If you haven’t already, I urge you to consider incorporating more native plants into your landscape. I think you will be amazed at your options. You’ll get to spend more time actually enjoying your plants rather than “taking care” of them, and you’ll enjoy watching the wildlife flock to your gardens just as much as the wildlife will be enjoying the natural habitats you have brought in for them. I’m going to leave you with those thoughts and a list of a few of my favorites (other than the ones mentioned above) that I hope may become yours as well.


(Goldenball leadtree….isn’t this the coolest?)


-Desert Willow (Chilopsis linearis) – orchid-like clusters of flowers May-June, 10-25 ft, deciduous

-Goldenball leadtree (Leucaena retusa) – little, funky and fuzzy, yellow flower balls April-October, 15-25 ft., deciduous

-Prairie Flameleaf Sumac (Rhus lanceolata) – spring white blossoms, fall gorgeous red color, 10-30 ft. deciduous


(American Beautyberry….oh my, I just can’t stand it, so gorgeous!)


-Flame Anisacanthus (Anisacanthus quadrifidus var. wrightii) – Tubular orange flowers April – December, sun/part shade, hummingbird attractor, Crimson Patch butterfly host/nectar plant, 3-5 ft.

-American Beautyberry (Callicarpa Americana) – The most gorgeous clusters of purple/magenta berries in clumps all up and down each branch from August-November, 3-6 ft., adaptable to full shade or full sun.

-Turk’s Cap (Malvaviscus drummondii) – Another adaptable to full sun or full shade, 2-6 ft. brilliant red flowers shaped like little fez hats bloom spring through fall.

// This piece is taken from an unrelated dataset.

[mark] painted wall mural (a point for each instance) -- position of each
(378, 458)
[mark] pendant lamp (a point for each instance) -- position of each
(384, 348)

(Milkweed, all varieities, what can I say? Plant more!)


-Butterfly Weed (Asclepias tuberosa) – Blooms clusters of orange/red flowers spring through fall, 1-3 ft. full sun/partial shade.

-Winecup (Callirhoe involucrata) – Purple/magenta flowers spring through summer, 1ft. high, 3 ft. wide, full sun/partial shade.

Lemon Mint/Horse Mint (Monarda citriodora) – Flowers pink/purple spikes in summertime, 1-2 ft. tall, full sun/partial shade.